6 Daarna zijn zij, naardat hunlieder weide was, zat geworden; als zij zat zijn geworden, heeft zich hun hart verheven; daarom hebben zij Mij vergeten.
7 Dies werd Ik hun als een felle leeuw; als een luipaard loerde Ik op den weg.
8 Ik ontmoette hen als een beer, die van jongen beroofd is, en scheurde het slot huns harten; en Ik verslond ze aldaar als een oude leeuw; het wild gedierte des velds verscheurde hen.
9 Het heeft u bedorven, o Israël, want in Mij is uw hulp.
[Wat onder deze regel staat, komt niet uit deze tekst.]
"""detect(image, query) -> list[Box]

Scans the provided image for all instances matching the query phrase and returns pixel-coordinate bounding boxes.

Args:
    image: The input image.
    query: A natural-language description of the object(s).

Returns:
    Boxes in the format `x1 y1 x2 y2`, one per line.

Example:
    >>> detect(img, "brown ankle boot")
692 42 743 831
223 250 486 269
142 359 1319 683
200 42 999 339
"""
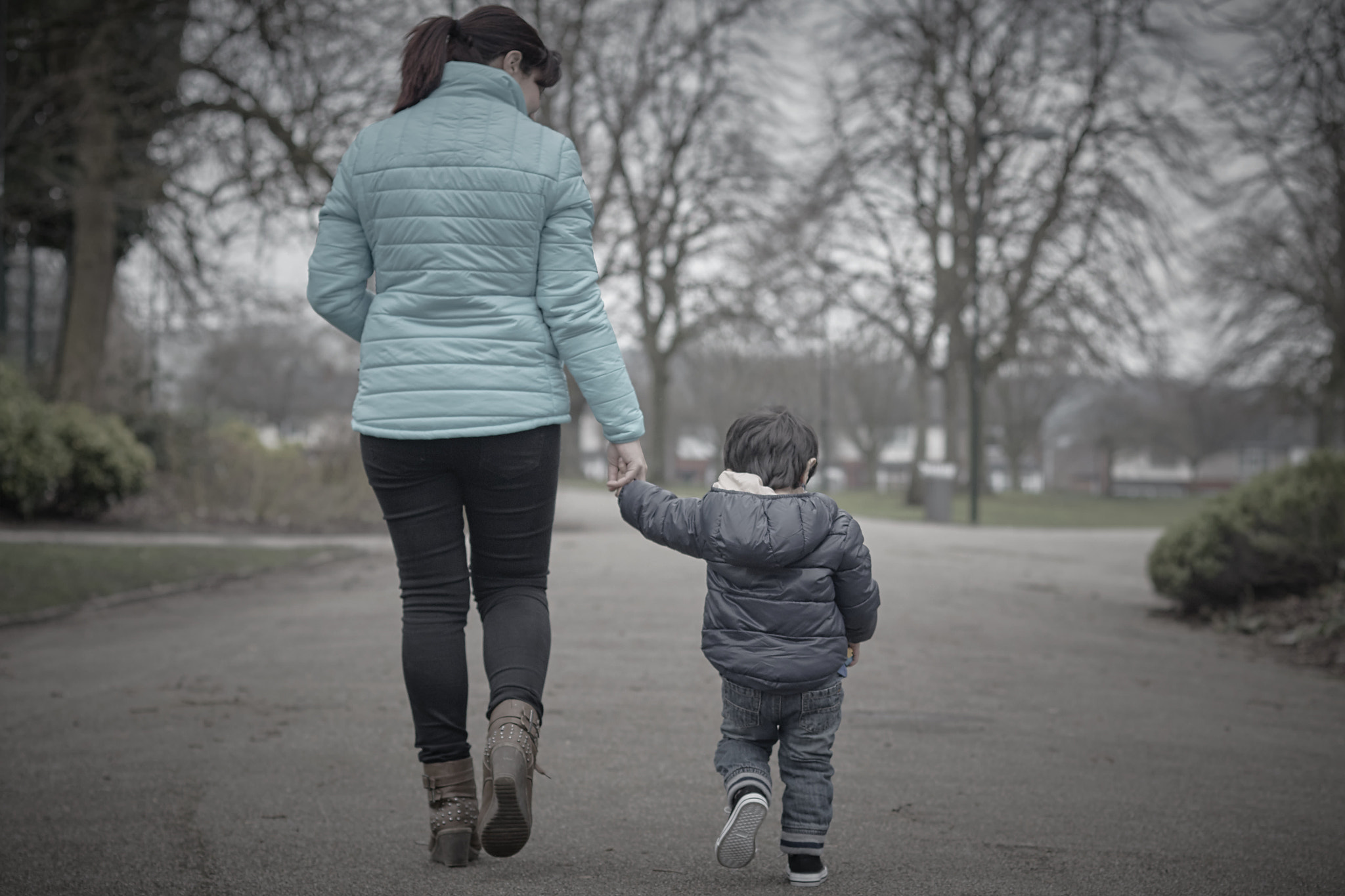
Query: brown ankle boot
422 757 481 868
480 700 542 857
10 Waar is uw koning nu? Dat hij u behoude in al uw steden. En uw richters, waar gij van zeidet: Geef mij een koning en vorsten?
11 Ik gaf u een koning in Mijn toorn en nam hem weg in Mijn verbolgenheid.
12 Efraïms ongerechtigheid is samengebonden, zijn zonde is opgelegd.
13 Smarten ener barende vrouw zullen hem aankomen; hij is een onwijs kind; want anders zou hij geen tijd in de kindergeboorte blijven staan.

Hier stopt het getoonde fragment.